Despite the changes announced last week to President Trump’s tariff program, delaying for three months the bigger tariff hikes for some and a reprieve for US IT companies from the super-sized retaliatory tariffs imposed on China, the US Administration remains wedded to reversing decades of change mostly in favour of freer international trade that saw effective tarriff trade protection down below 3% at one point and at around 5% at the end of the Biden Administration. Even with the changes announced last week, trade protection has more than tripled and when the higher tariffs come back into play in July that could lift to 30%.

The last time US tariff protection was so high was back in the 1930s and President Trump has recently praised the 1930 Smoot- Hawley Tarriff Act that raised US Tarriffs around 20 percentage percentage points as a move towards combatting the Great Depression against almost universal economic opinion that it made it worse.

Even with the latest tariff modifications the US will suffer from weaker GDP growth together with higher inflation. Quantifying the extent of the damage is challenging partly because of the usual difficulties in making economic forecasts as well as in the current circumstances the erratic qualities of President Trump who changes policies abruptly and unpredictably. Our rough calculation is that annual US GDP growth will be around one percentage point lower than would otherwise have been the case while US inflation will be about 1.2 percentage points higher.

The forecasting problems are greater when assessing the impact of US tariff policy changes on countries outside the US. Those countries facing higher tariff imposts and with substantial trade links to the US will suffer most. China, for example, subject to the biggest US tariff imposts will suffer as much as three percentage points of lost annual GDP growth on our estimate unless it is quick to take policy initiatives to boost substantially domestic spending. China can also try to boost international trade with trading partners other than the US but that would at best be a partial and slow response to loss of trade with the US.

In contrast, the direct impact of recent US tariff announcements on Australia is comparatively small. It runs to about a 0.1 percentage point detraction to annual GDP growth and a 0.2 percentage point addition to inflation. Additional spending initiatives announced by the Government and Opposition in the Federal Election campaign over the past week would offset the damage to growth from the American tariffs while by boosting demand will add a little more to inflation.

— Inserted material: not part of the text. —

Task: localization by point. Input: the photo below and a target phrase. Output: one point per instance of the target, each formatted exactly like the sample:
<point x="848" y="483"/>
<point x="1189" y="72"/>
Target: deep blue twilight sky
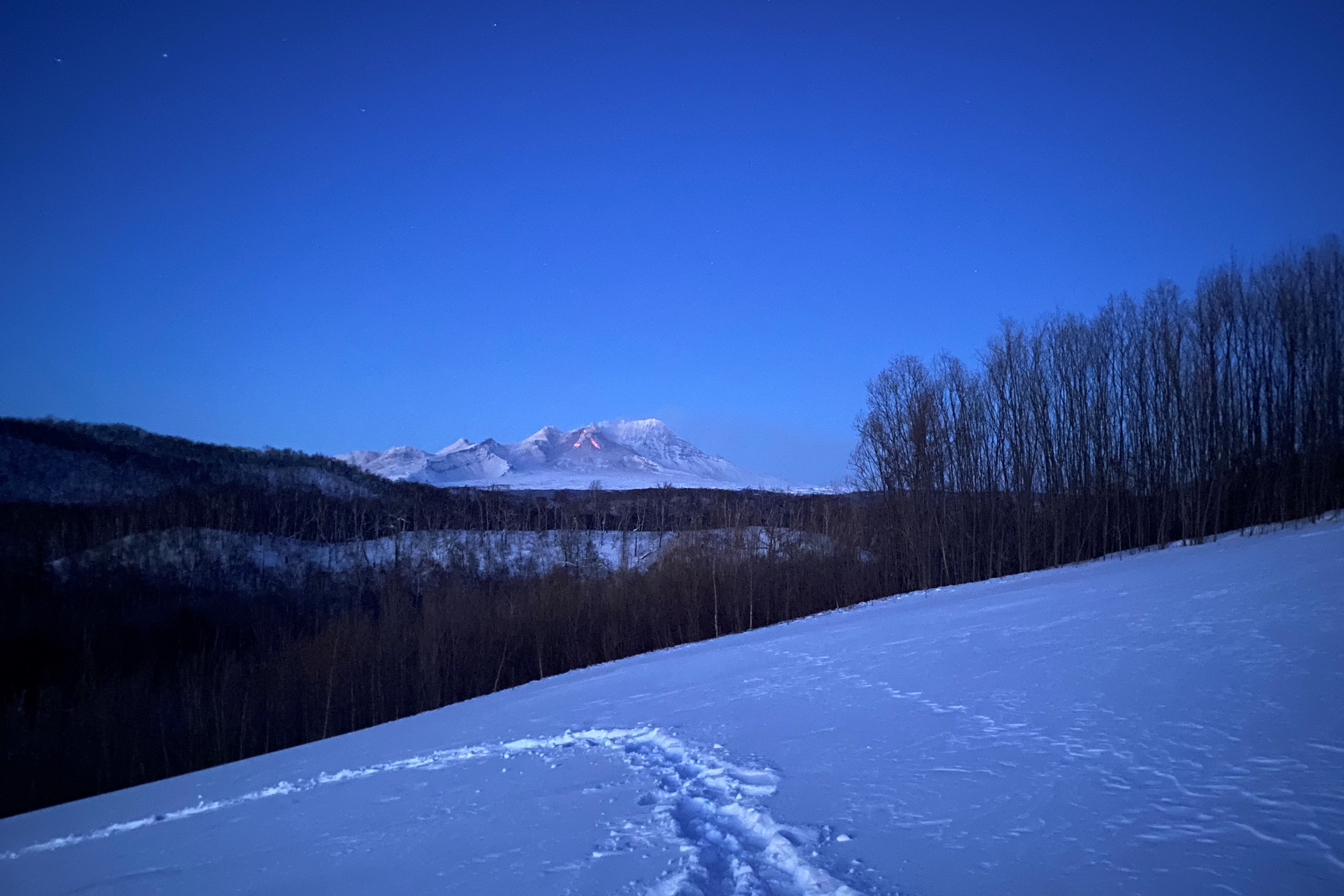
<point x="340" y="226"/>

Apart from the direct impact Australia will also be affected by damage to the economic prospects of our major trading partners, especially our biggest trading partner, China. Commodity export volumes and prices are likely to be lower. All told, Australia is likely to suffer some reduction in growth prospects, probably quite small together with addition to inflation.

Some see the damage to Australian economic prospects creating a need for the RBA to cut interest rates more aggressively and quickly than considered likely previously. One or two more 25bps rate cuts thought likely previously changed to expectations of four or five rate cuts perhaps starting with a super-sized 50bps rate cut at the mid-May meeting.

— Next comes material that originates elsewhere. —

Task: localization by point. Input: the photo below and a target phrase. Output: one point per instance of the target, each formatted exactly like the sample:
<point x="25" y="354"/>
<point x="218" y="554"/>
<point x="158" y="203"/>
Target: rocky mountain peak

The need for emergency rate cuts was doubtful in our view even before the announcement of pauses on some US tariff hikes over the past week. There appeared to be little risk of substantial reduction in Australia’s growth prospects that would warrant emergency rate cuts. Australia’s growth rate has been picking up pace since mid-2024 and with growing government spending promising to be turbo charged in the election campaign. Financial market turbulence cut into household wealth and that conceivably might dent consumer spending, but the sharp fall in the share market has turned to partial recovery over the past week.

When the RBA meets in mid-May it will probably have evidence that inflation tracked in line with its latest forecasts in Q1 2025 allowing some room to cut the cash rate 25bps to 3.85%. But the inflation outlook looks set to stay quite sticky in the wake of US tariff announcements as well the Australian Federal Election which whoever wins will come with a legacy of even more government spending.

By mid-May with diminished threat of a local recession and with inflation likely to push back up to 3% and more in the first half of next year, the RBA can make monetary policy a little less restrictive, but that provides scope for one or two more 25bps cash rate cuts taking the cash rate down to 3.60% by the end of 2025.

President Trump’s push to take the US and the world back to 1930’s international trading conditions is being watered down. Expectations about what central banks will do in response need to be watered down too. For Australia, less severely impacted by President Trump’s initial tariff proposals than most, the changes over the past week mean that the RBA returns to its previous rate setting trajectory – watch the data and cut modestly when warranted by the data.

 

There will be a six-week pause before the next economic commentary with the author on leave. The next economic commentary will be out on Monday 2nd June.